Dopo violenze domestiche, stupri e abusi su minorenni, brutalità criminali e deformità volutamente disgustose finalmente con il film di Rebecca Zlotowski arriva alla Mostra del Cinema di Venezia una storia d’amore ordinaria. E già questo è un bene. Che indulge magari un po’ troppo in certa carineria tutta francese e questo è un po’ meno bene.
Rachel è un insegnante innamorata del suo lavoro in una scuola francese che per una volta non è stipata di teppisti e delinquentelli. Si avvicina alla quarantina (Virgine Efira ne ha in effetti quarantacinque portati splendidamente) e ha alle spalle, come tutti, delusioni e occasioni mancate che non sembrano però averne minato il carattere aperto, gentilmente volitivo. Incontra ad un corso di chitarra Alì (il fascinoso Rochid Zem) ed è subito amore, appassionato, ma anche pieno di tenerezza, complicato però dalla figlia di quattro anni di Alì che l’uomo adora sopra ogni cosa. Potrebbe però essere un opportunità perché la bambina, Leila, simpatica e gentile pure lei, un po’ come tutti i personaggi del film, si affeziona a Rachel che riversa sulla bimba il suo desiderio (e la sua ansia) di maternità. Il ginecologo di fiducia della donna, un simpatico vecchietto che sembrerebbe dirla lunga sulla spietatezza del sistema pensionistico francese, (ma niente paura, è solo un cameo del il regista Wiseman) l’ha infatti avvisata che è ormai entrata, da un punto di vista procreativo, nei tempi supplementari. Virgine sa che Alí è l’uomo giusto – non fatevi cattive idee, niente banlieue, lavora come progettista d’auto e scorrazza in Range Rover – ma non vuole fargli pressioni.
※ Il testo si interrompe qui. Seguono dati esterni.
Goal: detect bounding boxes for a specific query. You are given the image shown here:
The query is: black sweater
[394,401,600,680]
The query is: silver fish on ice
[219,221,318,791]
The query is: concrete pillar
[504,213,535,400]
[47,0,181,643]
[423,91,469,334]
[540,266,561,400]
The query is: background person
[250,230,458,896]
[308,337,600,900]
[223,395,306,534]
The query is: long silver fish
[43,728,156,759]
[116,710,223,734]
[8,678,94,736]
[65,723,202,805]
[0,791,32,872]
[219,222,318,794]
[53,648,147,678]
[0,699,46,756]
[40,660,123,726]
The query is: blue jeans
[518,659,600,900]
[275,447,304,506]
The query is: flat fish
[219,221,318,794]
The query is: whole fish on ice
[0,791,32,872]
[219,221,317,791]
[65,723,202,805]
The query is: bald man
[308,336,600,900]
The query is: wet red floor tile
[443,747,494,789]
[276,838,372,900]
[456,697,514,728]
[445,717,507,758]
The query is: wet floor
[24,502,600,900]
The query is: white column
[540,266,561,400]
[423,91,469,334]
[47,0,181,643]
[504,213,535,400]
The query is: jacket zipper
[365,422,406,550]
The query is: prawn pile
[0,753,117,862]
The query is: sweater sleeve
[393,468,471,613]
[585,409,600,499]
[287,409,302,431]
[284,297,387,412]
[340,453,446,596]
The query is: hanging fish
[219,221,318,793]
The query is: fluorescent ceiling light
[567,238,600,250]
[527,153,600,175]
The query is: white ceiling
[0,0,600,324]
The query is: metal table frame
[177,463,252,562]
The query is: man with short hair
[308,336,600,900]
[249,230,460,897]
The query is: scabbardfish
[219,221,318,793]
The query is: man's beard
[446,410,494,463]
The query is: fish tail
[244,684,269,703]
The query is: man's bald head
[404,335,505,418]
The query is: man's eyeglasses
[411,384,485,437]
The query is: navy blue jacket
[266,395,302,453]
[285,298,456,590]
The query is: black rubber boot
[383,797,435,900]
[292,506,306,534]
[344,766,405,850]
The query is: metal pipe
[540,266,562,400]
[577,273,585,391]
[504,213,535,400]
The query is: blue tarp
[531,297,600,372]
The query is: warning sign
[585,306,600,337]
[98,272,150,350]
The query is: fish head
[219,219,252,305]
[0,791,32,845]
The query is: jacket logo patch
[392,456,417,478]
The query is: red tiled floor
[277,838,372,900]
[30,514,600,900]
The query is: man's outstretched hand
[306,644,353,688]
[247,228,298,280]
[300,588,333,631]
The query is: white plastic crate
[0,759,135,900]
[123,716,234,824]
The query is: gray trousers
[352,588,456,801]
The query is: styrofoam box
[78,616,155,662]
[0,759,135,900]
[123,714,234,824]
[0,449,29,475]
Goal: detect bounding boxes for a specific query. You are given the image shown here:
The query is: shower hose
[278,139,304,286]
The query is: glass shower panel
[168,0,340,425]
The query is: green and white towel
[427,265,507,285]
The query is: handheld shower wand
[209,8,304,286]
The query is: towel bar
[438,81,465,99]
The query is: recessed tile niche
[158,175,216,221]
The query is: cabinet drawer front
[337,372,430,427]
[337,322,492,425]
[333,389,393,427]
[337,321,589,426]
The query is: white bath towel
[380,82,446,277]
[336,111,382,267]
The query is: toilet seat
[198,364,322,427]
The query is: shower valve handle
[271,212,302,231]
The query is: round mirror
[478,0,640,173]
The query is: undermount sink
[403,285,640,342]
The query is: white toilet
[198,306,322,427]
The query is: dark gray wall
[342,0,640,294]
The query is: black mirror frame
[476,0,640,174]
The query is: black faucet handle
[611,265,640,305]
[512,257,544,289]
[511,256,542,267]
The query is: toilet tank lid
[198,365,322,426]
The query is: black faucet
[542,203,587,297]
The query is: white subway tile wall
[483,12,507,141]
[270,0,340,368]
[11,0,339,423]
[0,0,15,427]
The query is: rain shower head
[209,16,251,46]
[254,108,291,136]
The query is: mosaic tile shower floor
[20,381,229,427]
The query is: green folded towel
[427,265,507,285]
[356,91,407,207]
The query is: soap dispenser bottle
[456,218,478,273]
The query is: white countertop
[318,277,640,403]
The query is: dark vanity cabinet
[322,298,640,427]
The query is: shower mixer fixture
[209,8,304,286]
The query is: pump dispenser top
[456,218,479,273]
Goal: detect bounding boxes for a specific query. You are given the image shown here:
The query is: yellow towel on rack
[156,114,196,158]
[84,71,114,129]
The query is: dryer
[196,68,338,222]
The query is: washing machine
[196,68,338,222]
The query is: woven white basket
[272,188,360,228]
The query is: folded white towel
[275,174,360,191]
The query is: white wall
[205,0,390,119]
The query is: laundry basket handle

C’è anche la mamma di Leila (Chiara Mastroianni un po’ più sciupatella di Virgine) in ottimi rapporti con il padre della bambina e, ça va sans dire, cordiale e cortese con la sua nuova compagna. Insomma, ci siamo capiti, viviamo in un mondo civile e molto educato e il momento di maggior eversione è la bellissima Cocaine Blues di Dave Van Ronk che i due amanti ballano teneramente allacciati (probabilmente del tutto indifferenti al testo).
Ecco. Poi non succede più nulla. Cioè sì: qualcuno muore, qualcuno nasce, qualcuno trova la sua via, qualcuno si smarrisce (ma poi, per carità, si ritrova) e poi speranze e disillusioni, responsabilità e scelte. Un po’ come nella vita. E questo è un composto merito del film, che la regia realizza, forse lo si era già capito, in modo un po’ troppo compiaciuto, e questo è un po’ meno bene. Rimane però in mente, in uno dei finali protratti del film, il primo piano sul bel volto di Virgine, mentre la donna si incammina per le vie di Parigi. Allo spettatore la scelta se il suo sguardo esprima disincantata speranza o serena tristezza.